While the reduction of the training and inference runtimes have received considerable attention [5, 11, 8, 25, 16, 34], comparatively little work has been done regarding the transfer of data induced by such server/client based scenarios. In this work, we propose a framework that allows to automatically select those parts of the input data that are relevant for a given task and an associated model. In particular, we aim at scenarios, in which large amounts of data reside on a public storage server and where it is, in general, not possible for the user to execute code on the server side.

Our framework allows to learn masks that are adapted to the specific transfer capabilities offered by the server (e. g., if the server permits to select only certain channels or parts of the images), which can then be used to significantly reduce the amount of data needed to be transferred.111For instance, the Planet API allows to select input channels or to “clip” data before transmission. The masks as well as the model are optimized simultaneously in an end-to-end way to achieve both a minimal amount of data being selected by the masks and a good model performance, see Figure 1. During the inference phase, only the selected parts have to be transferred. In addition to such “static” masks, we also consider scenarios where reduced versions of the data (e. g., thumbnails) are available on the server side that serve as basis for a dynamic selection of relevant input data for a given instance. Our experiments show that both the static and dynamic selection masks can be used to significantly reduce the amount of data that must be transferred during the inference phase without sacrificing much of the model performance.

2 Background.

The transfer of data during the inference phase is an active field of research [25, 30, 33, 23, 3, 18]. Two different lines of approaches exist: (a) feature extraction, where the original features get modified, and (b) feature selection, where a subset of the original features is chosen. In this work, we consider feature selection scenarios, where the user can select and slice the data, but is not able to perform any computations on the server side, which excludes the use of feature extraction schemes. For example, a neural network cannot be applied on the server. Recently, unsupervised approaches based on autoencoders have been proposed that aim at selecting a pre-defined number of relevant input pixels. However, these methods loose the spatial information present in the data during the selection process [3, 10]. LassoNet [18] has been proposed as a supervised and unsupervised feature selection scheme. It is, however, only applicable to fully-connected networks and not to the more prominent convolutional networks.
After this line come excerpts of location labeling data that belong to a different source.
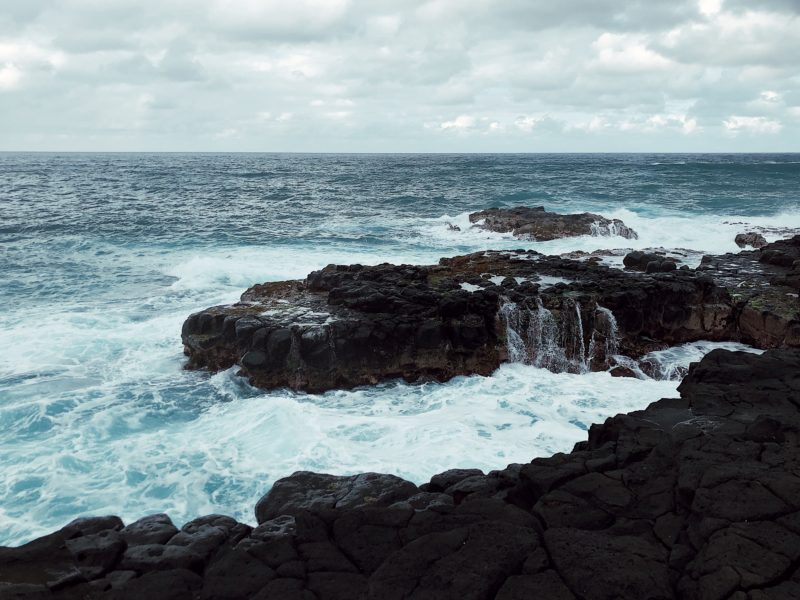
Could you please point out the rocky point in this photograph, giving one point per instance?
(696, 497)
(345, 326)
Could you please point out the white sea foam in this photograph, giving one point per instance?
(97, 416)
(710, 234)
(222, 455)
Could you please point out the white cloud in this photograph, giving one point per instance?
(365, 75)
(460, 123)
(626, 53)
(709, 7)
(10, 76)
(739, 124)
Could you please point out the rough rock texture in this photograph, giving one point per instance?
(354, 325)
(692, 498)
(751, 238)
(649, 262)
(764, 286)
(538, 224)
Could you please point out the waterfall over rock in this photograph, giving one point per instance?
(556, 339)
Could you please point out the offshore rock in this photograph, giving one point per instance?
(764, 286)
(649, 262)
(538, 224)
(692, 497)
(751, 238)
(354, 325)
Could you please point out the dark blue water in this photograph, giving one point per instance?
(103, 255)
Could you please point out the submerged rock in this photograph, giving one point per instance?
(692, 497)
(538, 224)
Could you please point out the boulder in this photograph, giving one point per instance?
(751, 239)
(690, 497)
(320, 494)
(539, 225)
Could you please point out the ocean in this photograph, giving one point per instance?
(102, 257)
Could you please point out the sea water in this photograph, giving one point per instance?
(102, 256)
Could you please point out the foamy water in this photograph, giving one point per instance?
(97, 415)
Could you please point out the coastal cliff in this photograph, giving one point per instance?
(692, 497)
(345, 326)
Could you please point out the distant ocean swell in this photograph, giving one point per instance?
(105, 255)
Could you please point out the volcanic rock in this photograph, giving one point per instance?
(649, 262)
(354, 325)
(692, 497)
(538, 224)
(764, 286)
(751, 238)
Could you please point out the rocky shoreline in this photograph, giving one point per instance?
(350, 325)
(692, 497)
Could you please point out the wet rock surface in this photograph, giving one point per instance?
(649, 262)
(750, 239)
(692, 497)
(537, 224)
(354, 325)
(764, 286)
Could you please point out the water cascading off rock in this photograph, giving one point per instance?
(556, 339)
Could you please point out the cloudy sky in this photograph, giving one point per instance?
(400, 75)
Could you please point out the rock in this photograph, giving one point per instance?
(752, 239)
(691, 497)
(538, 224)
(155, 529)
(354, 325)
(764, 286)
(317, 493)
(649, 262)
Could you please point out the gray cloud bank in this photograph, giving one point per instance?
(400, 75)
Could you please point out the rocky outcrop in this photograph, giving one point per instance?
(353, 325)
(764, 286)
(752, 239)
(538, 224)
(693, 497)
(649, 262)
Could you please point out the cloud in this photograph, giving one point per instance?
(404, 75)
(739, 124)
(460, 123)
(10, 76)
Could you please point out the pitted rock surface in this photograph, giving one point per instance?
(693, 497)
(538, 224)
(353, 325)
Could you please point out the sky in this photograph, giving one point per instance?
(400, 75)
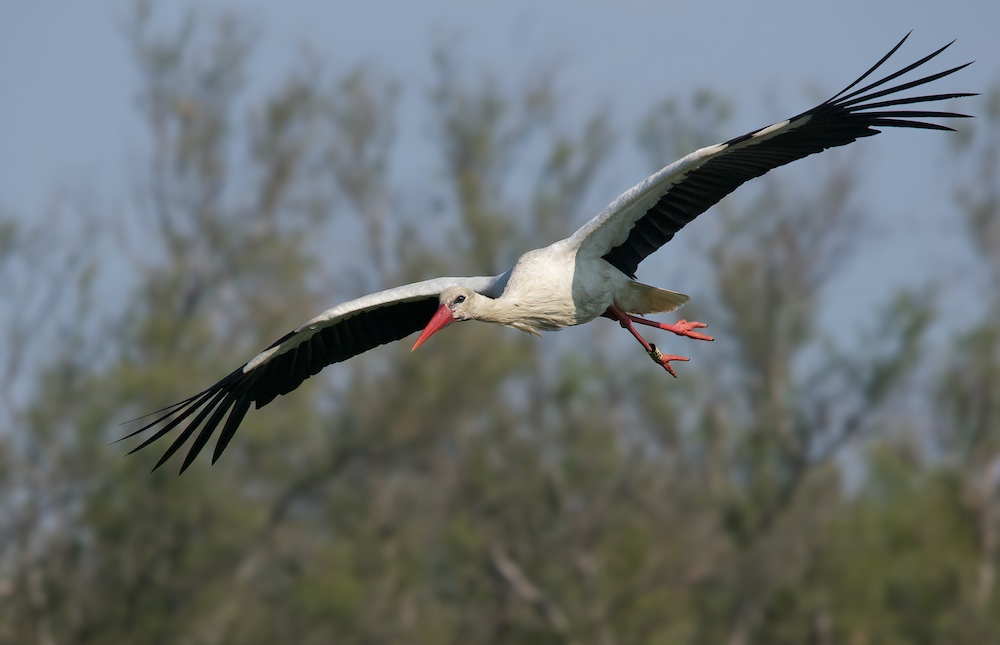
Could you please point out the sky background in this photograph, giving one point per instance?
(68, 86)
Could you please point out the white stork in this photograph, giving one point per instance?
(573, 281)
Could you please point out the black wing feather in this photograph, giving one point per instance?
(280, 375)
(839, 121)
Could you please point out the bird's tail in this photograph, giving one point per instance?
(650, 300)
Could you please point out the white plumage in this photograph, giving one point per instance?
(573, 281)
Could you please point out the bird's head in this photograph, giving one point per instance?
(457, 304)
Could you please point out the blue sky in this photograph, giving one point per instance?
(67, 86)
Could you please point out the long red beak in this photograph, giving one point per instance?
(441, 319)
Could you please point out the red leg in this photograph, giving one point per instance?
(682, 328)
We conduct a gradient-driven search to find suitable weight assignments for the selection masks (defined below). As detailed below, an exhaustive search for finding an optimal feature selection is computationally intractable. An alternative to our approach are greedy schemes that, e. g., incrementally select input channels or pixels (i. e., similar to forward/backward feature selection methods). However, these approaches also quickly become computationally infeasible in case many features (e. g., pixels or channels) are given. Another approach is based on iteratively selecting features according to a pre-calculated ranking, for instance based on the feature importance values induced by random forests [4, 7] or based on a principal feature analysis [22]. However, these methods neglect the feature structure, in particular spatial correlations, which is vital for many tasks. In addition, they usually yield sub-optimal results since they are not trained simultaneously with the task model in an end-to-end fashion.
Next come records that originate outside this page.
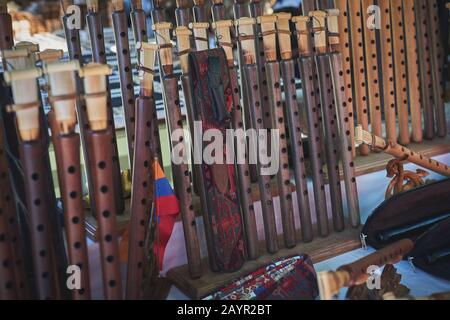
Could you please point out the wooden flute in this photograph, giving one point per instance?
(139, 25)
(400, 152)
(387, 66)
(344, 49)
(181, 174)
(401, 92)
(340, 101)
(414, 85)
(223, 29)
(313, 117)
(120, 26)
(62, 81)
(424, 54)
(245, 30)
(268, 29)
(371, 54)
(241, 10)
(437, 63)
(294, 124)
(183, 33)
(141, 194)
(356, 273)
(359, 70)
(324, 71)
(99, 138)
(96, 36)
(26, 107)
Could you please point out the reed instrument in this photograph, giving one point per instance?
(344, 49)
(401, 92)
(371, 54)
(99, 141)
(357, 273)
(413, 80)
(358, 67)
(142, 182)
(96, 35)
(245, 30)
(400, 152)
(437, 66)
(268, 28)
(294, 123)
(181, 174)
(63, 96)
(340, 101)
(120, 26)
(223, 32)
(313, 118)
(324, 71)
(424, 55)
(28, 123)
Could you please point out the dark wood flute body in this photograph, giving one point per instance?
(74, 218)
(332, 139)
(37, 202)
(311, 96)
(371, 54)
(256, 10)
(256, 113)
(181, 174)
(437, 63)
(120, 26)
(101, 155)
(96, 35)
(359, 70)
(398, 44)
(295, 131)
(223, 32)
(283, 175)
(348, 164)
(424, 54)
(141, 202)
(387, 66)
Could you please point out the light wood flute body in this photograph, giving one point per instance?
(293, 116)
(223, 30)
(99, 137)
(181, 174)
(142, 182)
(62, 81)
(268, 29)
(400, 152)
(26, 107)
(340, 102)
(245, 28)
(356, 273)
(311, 97)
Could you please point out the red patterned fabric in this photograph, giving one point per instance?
(213, 103)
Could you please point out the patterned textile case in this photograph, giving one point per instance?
(292, 278)
(213, 103)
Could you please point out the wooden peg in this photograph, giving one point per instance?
(96, 97)
(223, 35)
(26, 101)
(319, 29)
(183, 35)
(247, 39)
(268, 30)
(284, 35)
(147, 60)
(61, 76)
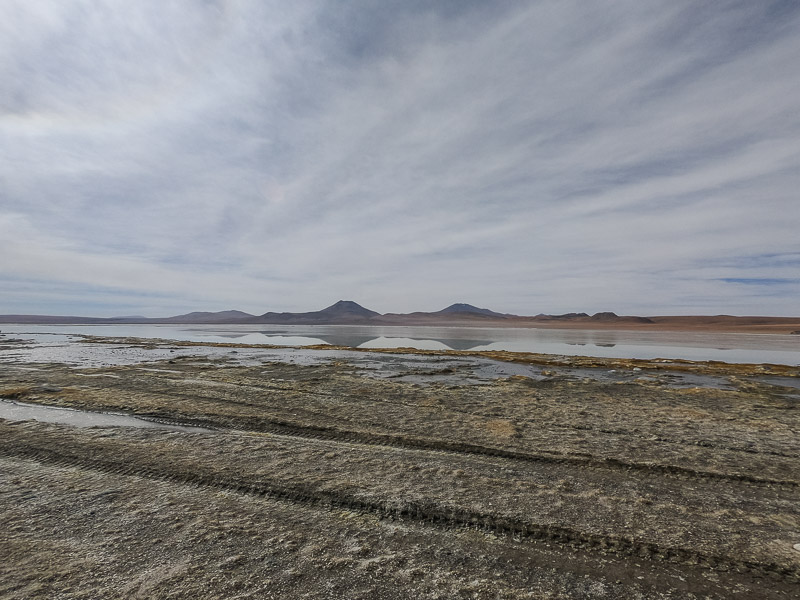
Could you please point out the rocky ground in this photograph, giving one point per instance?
(335, 474)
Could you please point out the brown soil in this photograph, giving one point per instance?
(323, 482)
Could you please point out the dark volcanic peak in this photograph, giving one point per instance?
(468, 309)
(348, 308)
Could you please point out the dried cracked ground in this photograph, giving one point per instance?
(398, 475)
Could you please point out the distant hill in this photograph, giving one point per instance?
(347, 312)
(468, 309)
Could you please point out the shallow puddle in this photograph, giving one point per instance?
(12, 410)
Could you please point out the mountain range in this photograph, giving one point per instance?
(347, 312)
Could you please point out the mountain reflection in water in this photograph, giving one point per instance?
(689, 345)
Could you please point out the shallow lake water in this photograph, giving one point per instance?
(20, 411)
(726, 347)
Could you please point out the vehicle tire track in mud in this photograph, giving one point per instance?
(424, 513)
(583, 461)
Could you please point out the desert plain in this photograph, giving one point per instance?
(265, 472)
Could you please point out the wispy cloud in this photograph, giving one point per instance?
(550, 156)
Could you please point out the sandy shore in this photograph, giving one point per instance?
(401, 475)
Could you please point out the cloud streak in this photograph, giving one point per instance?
(536, 157)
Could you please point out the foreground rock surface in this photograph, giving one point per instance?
(394, 476)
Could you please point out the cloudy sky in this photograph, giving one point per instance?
(162, 156)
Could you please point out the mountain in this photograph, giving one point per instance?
(467, 309)
(347, 312)
(343, 312)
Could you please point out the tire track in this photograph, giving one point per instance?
(583, 461)
(424, 513)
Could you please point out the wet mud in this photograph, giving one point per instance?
(333, 473)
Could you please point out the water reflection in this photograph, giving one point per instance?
(727, 347)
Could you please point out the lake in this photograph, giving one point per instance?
(727, 347)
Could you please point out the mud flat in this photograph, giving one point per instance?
(333, 473)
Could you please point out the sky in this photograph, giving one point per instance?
(163, 156)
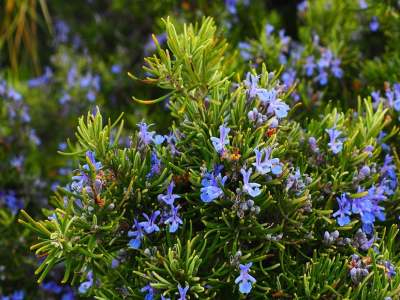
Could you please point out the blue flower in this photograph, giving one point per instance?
(309, 66)
(275, 105)
(245, 280)
(211, 189)
(52, 287)
(86, 285)
(150, 226)
(313, 144)
(302, 6)
(182, 292)
(269, 29)
(137, 235)
(150, 292)
(335, 144)
(41, 80)
(155, 168)
(344, 210)
(326, 59)
(245, 49)
(116, 69)
(269, 164)
(17, 295)
(388, 176)
(358, 269)
(390, 270)
(374, 24)
(158, 139)
(279, 108)
(363, 4)
(145, 136)
(92, 158)
(173, 220)
(169, 198)
(368, 207)
(251, 188)
(223, 140)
Our framework is different from these works in the sense that we conduct supervised search with a more general and flexible class of selection schemes (e. g., channel-, block-, or pixel-wise selection, see below). Furthermore, instead of fixing the number of selected features beforehand, our approach iteratively reduces the number of features through gradient information updates, which provide more choices for the trade-off between accuracy and transfer cost. There is also no restriction to specific network architectures (e.g., fully-connected networks), meaning any architecture can be used after the selection. In addition to static scenarios, our approach allows dynamic selection of required input data per instance, which is a novel approach.

3 Automatic Input Selection.

The goal of our framework is to reduce the amount of data that needs to be transferred in order to apply a given neural network model for a specific task. For the sake of simplicity, we focus on image data and classification in this work. Our approach can, however, also be applied to other types of data such as video, time series, or unstructured data as well as other types of tasks, such as regression or segmentation.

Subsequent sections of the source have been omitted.